In any case you are taking care of yourself.... because until she really wants help and is in a situation where she is desperate for it, nothing you do will make any difference anyways.

TL
 

DDD

Well-Known Member
I'm so glad you didn't let her ruin your celebration. Reading your post I realize I never heard her reaction to her room no longer being "her room". I know you painted and changed things. Guess that didn't phase her either. Hugs DDD
 

Nancy

Well-Known Member
TL she started in DBT therapy when she was released from rehab but she went to three sessions before she relased and missed her next appointment and never went back. We have no more money for any further treatment so I doubt she will ever have that opportunity again.

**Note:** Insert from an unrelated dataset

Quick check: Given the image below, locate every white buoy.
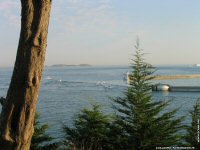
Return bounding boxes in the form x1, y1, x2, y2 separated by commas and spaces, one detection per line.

DDD interesting that you mention her reaction to her room. When she first walked in she she asked when did I redo her room and I said "why do you care?" Now I know that probably was not the best response but by that time we had just confronted her about her job and I wasn't happy that she was lying.

Nancy
 

Kathy813

Well-Known Member
Staff member
I'm sorry, Nancy. I know that must have been painful for you. Knowing they are lying to you face is the worst. It makes me just want to slap my difficult child.

I'm glad that you didn't let it ruin your anniversary celebration. Good for you, husband, and easy child.

~Kathy
 

recoveringenabler

Well-Known Member
Staff member
I'm sorry Nancy. I'm glad you had a good anniversary and that your comfort level without your difficult child continues to grow. It's a tough road and you always do it with so much dignity and courage. You and your family are in my prayers.
 

buddy

New Member
Oh Nancy, I am amazed you made it through that so well actually. Just really sad when she had some really good leads going on, but you summed it all up... she is just not ready. Hopefully she will be before there is a consequence that she wont be able to easily come back from.

Glad you and husband had a nice anniversary! congratulations.